Sclerococcum sipmanii

Scientific classification
- Kingdom: Fungi
- Division: Ascomycota
- Class: Eurotiomycetes
- Order: Sclerococcales
- Family: Dactylosporaceae
- Genus: Sclerococcum
- Species: S. sipmanii
- Binomial name: Sclerococcum sipmanii Diederich (2015)

= Sclerococcum sipmanii =

- Authority: Diederich (2015)

Species of lichen

Sclerococcum sipmanii is a rare species of lichenicolous fungus in the family Dactylosporaceae. Found in Malaysia, it was formally described as a new species in 2015 by Luxembourgish mycologist Paul Diederich.
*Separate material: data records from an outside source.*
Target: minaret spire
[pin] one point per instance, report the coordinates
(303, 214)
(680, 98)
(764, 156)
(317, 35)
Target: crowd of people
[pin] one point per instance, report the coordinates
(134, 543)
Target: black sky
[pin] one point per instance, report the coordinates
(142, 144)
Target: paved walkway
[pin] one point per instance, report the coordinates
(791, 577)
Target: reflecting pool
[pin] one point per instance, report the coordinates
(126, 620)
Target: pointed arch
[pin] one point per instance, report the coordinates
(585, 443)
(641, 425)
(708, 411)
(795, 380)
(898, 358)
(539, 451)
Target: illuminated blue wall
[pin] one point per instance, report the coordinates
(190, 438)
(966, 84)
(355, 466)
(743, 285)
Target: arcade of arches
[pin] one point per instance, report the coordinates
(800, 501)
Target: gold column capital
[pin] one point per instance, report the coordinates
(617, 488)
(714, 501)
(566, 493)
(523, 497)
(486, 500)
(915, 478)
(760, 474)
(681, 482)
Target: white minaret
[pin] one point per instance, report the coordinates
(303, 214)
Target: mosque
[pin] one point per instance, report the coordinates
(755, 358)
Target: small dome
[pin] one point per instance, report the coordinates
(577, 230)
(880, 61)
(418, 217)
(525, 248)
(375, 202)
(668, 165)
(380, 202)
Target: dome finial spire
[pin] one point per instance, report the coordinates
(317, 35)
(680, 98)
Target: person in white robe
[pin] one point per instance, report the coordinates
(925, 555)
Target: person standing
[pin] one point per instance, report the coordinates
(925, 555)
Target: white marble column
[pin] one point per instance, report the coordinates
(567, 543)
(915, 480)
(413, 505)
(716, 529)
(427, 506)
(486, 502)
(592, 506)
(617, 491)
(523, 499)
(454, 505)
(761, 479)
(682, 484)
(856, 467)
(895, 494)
The type specimen was found on the southern slope of Mount Kinabalu (Kota Belud, Sabah) at an altitude of 2800 m; here, in a mossy forest on a mountain ridge, it was found growing on the lichen Anomomorpha cf. roseola. The fungus forms black, convex, rounded typically measuring 100–200 μm in diameter; the fungus does not otherwise cause visible damage to the host lichen. Sclerococcum sipmanii is only known to occur at the type locality. The species epithet honours Dutch lichenologist Harrie Sipman, one of the collectors of the type.